Sevoflurane depolarizes pre‐synaptic mitochondria in the central nervous system

Abstract

Background:  Volatile anaesthetics protect the heart from ischaemic injury by activating mitochondrial signalling pathways. The aim of this study was to test whether sevoflurane, which is increasingly used in neuroanaesthesia, affects mitochondrial function in the central nervous system by altering the mitochondrial membrane potential (ΔΨ_m).Methods:  In order to correlate free cytosolic Ca²⁺ ([Ca²⁺]_i) and ΔΨ_m, rat neural presynaptic terminals (synaptosomes) were loaded with the fluorescent probes fura‐2 and JC‐1. During sevoflurane exposure, 4‐aminopyridine (4‐AP) 500 µM to induce pre‐synaptic membrane depolarization or carbonylcyanide‐p‐(trifluoromethoxy)‐phenylhydrazone (FCCP) 1 µM to induce maximum mitochondrial depolarization was added. In order to block mitochondrial ATP‐regulated K⁺‐channels (mitoK_ATP), the antagonist 5‐hydroxydecanoate (5‐HD) 500 µM was added.Results:  In Ca²⁺‐containing medium, both sevoflurane 1 and 2 MAC gradually decreased the normalized JC‐1 ratio from 0.96 ± 0.01 in control to 0.92 ± 0.01 and 0.89 ± 0.01, representing a depolarization of ΔΨ_m (n = 9, P < 0.05). Sevoflurane 2 MAC increased [Ca²⁺]_i. In Ca²⁺‐depleted medium, sevoflurane 1 and 2 MAC depolarized ΔΨ_m, while [Ca²⁺]_i remained unaltered. Sevoflurane 2 MAC attenuated the 4‐AP‐induced depolarization of ΔΨ_m. When mitoK_ATP was blocked, the sevoflurane‐induced depolarization of ΔΨ_m was attenuated, but not blocked.
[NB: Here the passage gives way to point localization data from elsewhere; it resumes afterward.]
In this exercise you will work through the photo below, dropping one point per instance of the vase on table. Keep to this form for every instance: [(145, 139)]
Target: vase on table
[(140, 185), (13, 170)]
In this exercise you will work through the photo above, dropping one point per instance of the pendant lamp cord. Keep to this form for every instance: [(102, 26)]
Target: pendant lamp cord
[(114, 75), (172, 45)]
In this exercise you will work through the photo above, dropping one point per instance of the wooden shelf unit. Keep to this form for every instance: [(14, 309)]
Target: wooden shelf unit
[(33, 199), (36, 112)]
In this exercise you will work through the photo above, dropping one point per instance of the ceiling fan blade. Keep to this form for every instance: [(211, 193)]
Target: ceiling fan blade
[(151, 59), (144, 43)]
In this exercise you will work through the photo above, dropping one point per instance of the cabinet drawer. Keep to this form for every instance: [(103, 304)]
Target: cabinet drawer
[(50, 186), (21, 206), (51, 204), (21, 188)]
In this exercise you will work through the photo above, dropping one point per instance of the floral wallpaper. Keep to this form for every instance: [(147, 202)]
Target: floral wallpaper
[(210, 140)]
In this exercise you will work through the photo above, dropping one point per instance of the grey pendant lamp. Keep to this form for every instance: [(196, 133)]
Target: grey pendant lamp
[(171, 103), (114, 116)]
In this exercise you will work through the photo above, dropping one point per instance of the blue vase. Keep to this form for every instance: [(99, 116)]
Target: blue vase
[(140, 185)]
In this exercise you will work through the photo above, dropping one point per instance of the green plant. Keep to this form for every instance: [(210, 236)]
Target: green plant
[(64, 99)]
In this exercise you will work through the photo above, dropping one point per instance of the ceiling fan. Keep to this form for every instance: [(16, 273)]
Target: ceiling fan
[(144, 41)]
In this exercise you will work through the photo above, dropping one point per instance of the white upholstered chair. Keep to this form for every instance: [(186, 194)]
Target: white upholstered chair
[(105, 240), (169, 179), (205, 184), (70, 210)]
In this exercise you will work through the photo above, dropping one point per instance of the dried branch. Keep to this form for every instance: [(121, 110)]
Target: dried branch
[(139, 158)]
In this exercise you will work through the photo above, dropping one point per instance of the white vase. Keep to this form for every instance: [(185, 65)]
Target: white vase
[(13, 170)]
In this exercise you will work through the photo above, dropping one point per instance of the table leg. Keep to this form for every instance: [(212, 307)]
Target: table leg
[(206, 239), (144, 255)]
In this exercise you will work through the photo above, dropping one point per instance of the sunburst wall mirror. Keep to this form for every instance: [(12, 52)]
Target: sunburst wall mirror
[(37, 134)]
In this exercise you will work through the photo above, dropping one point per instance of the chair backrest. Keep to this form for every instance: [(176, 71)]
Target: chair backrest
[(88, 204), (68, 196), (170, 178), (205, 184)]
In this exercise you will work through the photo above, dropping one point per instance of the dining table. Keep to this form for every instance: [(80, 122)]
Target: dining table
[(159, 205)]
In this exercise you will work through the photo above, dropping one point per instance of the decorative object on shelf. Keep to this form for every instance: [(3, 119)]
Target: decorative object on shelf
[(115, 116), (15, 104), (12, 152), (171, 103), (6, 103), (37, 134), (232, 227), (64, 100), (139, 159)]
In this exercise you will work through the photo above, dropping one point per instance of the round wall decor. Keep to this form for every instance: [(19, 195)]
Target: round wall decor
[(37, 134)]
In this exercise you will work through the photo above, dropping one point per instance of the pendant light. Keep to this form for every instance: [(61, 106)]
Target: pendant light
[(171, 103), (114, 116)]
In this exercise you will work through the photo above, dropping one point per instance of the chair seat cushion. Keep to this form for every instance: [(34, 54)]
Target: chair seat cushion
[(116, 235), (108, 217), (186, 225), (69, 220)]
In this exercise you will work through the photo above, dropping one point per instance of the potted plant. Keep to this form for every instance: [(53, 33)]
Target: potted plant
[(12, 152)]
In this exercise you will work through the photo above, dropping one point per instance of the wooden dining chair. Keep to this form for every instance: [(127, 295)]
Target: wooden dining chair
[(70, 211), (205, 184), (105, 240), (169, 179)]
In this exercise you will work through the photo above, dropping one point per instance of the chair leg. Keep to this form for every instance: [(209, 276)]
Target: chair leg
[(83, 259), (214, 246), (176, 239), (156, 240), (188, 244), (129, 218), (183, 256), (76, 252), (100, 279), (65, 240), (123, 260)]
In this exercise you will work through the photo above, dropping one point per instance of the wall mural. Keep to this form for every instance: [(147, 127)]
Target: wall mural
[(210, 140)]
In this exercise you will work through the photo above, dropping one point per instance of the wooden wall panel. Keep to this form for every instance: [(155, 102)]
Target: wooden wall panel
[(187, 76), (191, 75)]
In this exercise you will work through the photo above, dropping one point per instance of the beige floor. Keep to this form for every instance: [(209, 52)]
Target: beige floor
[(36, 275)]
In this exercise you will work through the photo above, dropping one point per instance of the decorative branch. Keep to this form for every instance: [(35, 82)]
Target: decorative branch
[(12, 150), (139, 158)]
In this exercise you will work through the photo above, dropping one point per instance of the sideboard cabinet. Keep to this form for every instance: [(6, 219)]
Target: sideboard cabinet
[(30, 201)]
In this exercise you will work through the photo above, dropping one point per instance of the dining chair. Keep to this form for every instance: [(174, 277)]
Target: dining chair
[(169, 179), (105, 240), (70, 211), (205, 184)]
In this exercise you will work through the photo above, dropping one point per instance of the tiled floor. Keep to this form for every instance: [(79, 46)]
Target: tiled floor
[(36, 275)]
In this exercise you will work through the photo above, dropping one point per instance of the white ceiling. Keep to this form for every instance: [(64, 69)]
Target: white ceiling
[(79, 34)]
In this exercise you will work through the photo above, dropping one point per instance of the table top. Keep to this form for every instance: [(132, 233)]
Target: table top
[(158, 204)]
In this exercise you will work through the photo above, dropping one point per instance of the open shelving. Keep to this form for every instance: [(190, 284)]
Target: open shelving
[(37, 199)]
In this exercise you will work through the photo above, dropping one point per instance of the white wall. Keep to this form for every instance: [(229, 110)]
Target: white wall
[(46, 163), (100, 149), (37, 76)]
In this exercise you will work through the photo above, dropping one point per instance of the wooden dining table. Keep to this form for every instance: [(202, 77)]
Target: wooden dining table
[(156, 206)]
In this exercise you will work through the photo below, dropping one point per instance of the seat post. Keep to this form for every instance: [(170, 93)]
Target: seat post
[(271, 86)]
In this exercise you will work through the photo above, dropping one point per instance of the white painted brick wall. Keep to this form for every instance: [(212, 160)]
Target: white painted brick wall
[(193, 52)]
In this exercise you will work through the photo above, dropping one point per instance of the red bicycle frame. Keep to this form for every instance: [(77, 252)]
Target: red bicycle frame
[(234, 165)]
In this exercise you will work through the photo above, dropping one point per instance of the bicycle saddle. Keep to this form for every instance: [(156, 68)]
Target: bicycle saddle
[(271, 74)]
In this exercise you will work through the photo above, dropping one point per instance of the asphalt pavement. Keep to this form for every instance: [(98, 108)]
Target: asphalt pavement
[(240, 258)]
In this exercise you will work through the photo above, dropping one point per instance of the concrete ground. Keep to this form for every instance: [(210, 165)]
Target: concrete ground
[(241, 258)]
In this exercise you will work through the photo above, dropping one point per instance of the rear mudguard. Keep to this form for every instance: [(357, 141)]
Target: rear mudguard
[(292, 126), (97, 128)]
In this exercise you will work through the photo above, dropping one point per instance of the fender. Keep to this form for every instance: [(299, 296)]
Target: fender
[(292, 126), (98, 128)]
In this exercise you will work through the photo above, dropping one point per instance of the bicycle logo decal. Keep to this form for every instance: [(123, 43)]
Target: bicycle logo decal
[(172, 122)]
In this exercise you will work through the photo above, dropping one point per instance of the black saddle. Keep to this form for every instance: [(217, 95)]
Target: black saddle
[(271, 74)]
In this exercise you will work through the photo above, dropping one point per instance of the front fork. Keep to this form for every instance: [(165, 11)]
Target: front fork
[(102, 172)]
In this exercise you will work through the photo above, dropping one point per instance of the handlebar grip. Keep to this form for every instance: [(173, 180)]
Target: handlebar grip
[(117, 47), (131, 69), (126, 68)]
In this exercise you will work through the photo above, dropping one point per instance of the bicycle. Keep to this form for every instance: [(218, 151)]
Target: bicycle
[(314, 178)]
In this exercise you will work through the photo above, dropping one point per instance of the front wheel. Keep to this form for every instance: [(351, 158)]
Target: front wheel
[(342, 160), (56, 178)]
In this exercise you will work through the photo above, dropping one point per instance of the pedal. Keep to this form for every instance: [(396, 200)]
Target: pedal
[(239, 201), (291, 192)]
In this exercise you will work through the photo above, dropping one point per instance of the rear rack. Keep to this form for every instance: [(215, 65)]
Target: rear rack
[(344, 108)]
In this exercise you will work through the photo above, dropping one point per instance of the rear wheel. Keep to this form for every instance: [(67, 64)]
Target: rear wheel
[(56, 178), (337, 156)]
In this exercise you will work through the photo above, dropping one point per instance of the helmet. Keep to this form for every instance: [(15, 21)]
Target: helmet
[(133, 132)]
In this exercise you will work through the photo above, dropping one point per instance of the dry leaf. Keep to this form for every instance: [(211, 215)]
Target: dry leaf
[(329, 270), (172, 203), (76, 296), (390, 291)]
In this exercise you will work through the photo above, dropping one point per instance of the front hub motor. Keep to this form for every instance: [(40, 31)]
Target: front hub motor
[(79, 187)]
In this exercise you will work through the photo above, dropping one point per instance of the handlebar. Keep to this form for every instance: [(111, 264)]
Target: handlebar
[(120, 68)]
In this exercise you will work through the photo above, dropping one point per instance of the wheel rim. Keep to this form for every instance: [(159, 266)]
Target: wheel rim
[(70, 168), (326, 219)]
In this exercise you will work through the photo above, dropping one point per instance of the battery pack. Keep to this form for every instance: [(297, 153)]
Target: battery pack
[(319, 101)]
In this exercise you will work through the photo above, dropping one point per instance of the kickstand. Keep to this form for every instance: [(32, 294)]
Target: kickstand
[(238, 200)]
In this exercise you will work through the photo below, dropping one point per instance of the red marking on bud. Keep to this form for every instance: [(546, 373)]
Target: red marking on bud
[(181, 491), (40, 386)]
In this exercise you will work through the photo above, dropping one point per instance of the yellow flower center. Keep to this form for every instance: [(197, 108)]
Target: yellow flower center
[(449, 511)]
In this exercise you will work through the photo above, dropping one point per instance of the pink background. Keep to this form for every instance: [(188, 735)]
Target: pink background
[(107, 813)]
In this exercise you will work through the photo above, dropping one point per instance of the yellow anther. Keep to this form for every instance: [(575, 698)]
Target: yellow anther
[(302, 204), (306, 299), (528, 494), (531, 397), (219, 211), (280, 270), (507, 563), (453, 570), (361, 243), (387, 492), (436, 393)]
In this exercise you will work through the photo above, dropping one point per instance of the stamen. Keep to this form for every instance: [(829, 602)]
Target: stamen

The depolarizing effect of sevoflurane on ΔΨ_m compared with FCCP was calculated to 13.2 ± 1.3% in Ca²⁺‐containing and 15.1 ± 1.2% in Ca²⁺‐depleted medium (n = 7).Conclusions:  Sevoflurane depolarizes ΔΨ_m in rat synaptosomes, and the effect is not dependent on Ca²⁺‐influx to the cytosol. Opening of mitoK_ATP is partly responsible for the depolarizing effect of sevoflurane.